The medium was replenished every other day, and the 3D tissues were collected on days 0, 5, 9 and 12 from the beginning of treatment and fixed with 4% paraformaldehyde. Tissues were paraffin-embedded, serial-sectioned, deparaffinized in xylene and rehydrated through graded decreasing concentrations of alcohol. Finally, sections were stained by hematoxylin and eosin (H&E) for cell morphology analysis. For immunohistochemistry, antigen retrieval was carried out in citrate buffer (pH6) by heating in a pressure cooker. The sections were then stained with antibodies specific for the detection of S-100 (rabbit polyclonal; Dako, Milan, Italy) and Ki-67 (Mib-1clone; Dako). Appropriate positive and negative controls were included for each antibody test. Serial sections, stained with H&E, S100 and Ki-67 were observed under a 10x/0.30 NA and 40x/0.75 NA objective lens, using a DM6000B upright microscope (Leica Microsystems, Milan, Italy). Images were captured using a high-resolution Leica DFC480 camera and digitally transferred by the Leica Application Suite 4.0 software. AdobePhotoshop CS5 software was used for image analysis. Ki-67 and S-100 positively stained cells were counted in six different fields on each slide (observed under a 40x/0.75 NA objective lens using the Leica DM6000B microscope) and their quantification was performed on digital images with the ImageJ program and AdobePhotoshop CS5. Results were expressed as percentages with respect to the controls.
Conclusions
Our findings provide new prospects for melanoma research, suggesting that combined B-RAF/AurkA inhibition might offer a therapeutic alternative to B-RAF/MEK inhibition for B-RAF mutated melanomas, while a MEK/AurkA inhibitor combination could represent a possible option for patients without B-RAF mutations. Moreover, for the first time, we have shown that a triple drug combination comprising of inhibitors of B-RAF, MEK and AurkA offers increased efficacy against melanoma cell growth and might be considered as a potential treatment strategy for enhancing clinical response in melanoma. However, although this triple drug combination was more effective as anti-tumor therapy at the epidermal/dermal junction, it seemed to leave individual S-100 and Ki-67 positively stained spindle-shaped melanoma cells alive and proliferating in the dermal stratum, which may result in drug resistance and disease recurrence. Molecular characterization of these dermal cells may be critical in providing additional tools for the development of novel therapeutic strategies.
Competing interests
All authors have disclosed any financial competing interests.

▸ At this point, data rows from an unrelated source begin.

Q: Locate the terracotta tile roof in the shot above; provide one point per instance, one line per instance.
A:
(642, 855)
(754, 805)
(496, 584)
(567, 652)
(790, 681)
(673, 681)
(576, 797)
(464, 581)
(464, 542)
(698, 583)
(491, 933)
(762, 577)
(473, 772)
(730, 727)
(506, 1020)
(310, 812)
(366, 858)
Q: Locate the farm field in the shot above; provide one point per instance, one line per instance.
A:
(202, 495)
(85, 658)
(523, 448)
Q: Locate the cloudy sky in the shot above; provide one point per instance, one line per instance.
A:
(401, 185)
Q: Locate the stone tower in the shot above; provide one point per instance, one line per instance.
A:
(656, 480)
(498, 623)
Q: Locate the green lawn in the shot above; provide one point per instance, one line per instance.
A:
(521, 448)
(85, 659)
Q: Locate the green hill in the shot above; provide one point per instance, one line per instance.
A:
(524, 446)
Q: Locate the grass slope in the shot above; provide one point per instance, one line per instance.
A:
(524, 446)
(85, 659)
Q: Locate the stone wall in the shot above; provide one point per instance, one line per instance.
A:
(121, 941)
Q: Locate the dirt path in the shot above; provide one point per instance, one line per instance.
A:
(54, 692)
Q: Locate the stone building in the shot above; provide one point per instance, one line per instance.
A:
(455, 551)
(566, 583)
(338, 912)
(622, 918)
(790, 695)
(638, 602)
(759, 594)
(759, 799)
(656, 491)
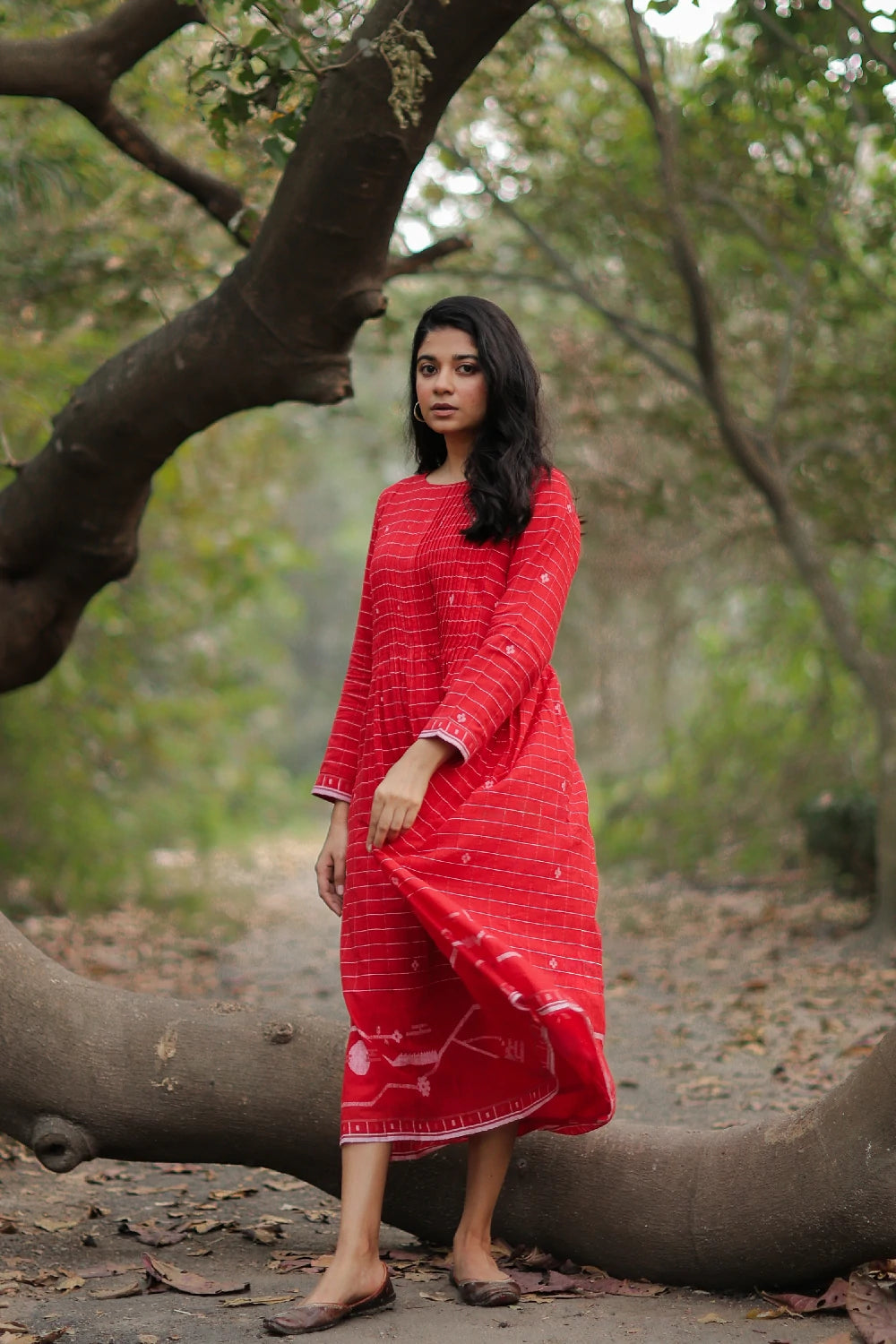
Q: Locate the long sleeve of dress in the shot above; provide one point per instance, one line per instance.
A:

PAA has/had a consultant/advisory role for Bristol Myers-Squibb, Roche-Genentech, Merck Sharp & Dohme, GSK, Ventana, and Novartis. He received research funds from Bristol Myers-Squibb, Roche-Genentech, and Ventana. He also received honoraria from Bristol Myers-Squibb, Roche-Genentech, and GSK.
Authors’ contributions
MLM, MVC and FF carried out the cell proliferation assays. RM carried out the molecular studies by western blot analysis and helped to draft the manuscript. RT fixed the 3D tissues, which were then paraffin embedded and serial sectioned for immunohistochemical analysis, and performed the photos of the immunostained tissue samples. GB. ErC, performed 3D tissue immunostaining. PA, NM, GPal, GC and GPir participated in the design of the study. EmC conceived of the study, and participated in its design and coordination and drafted the manuscript. She also cultured and treated the 3D-tissues. All authors read and approved the final manuscript.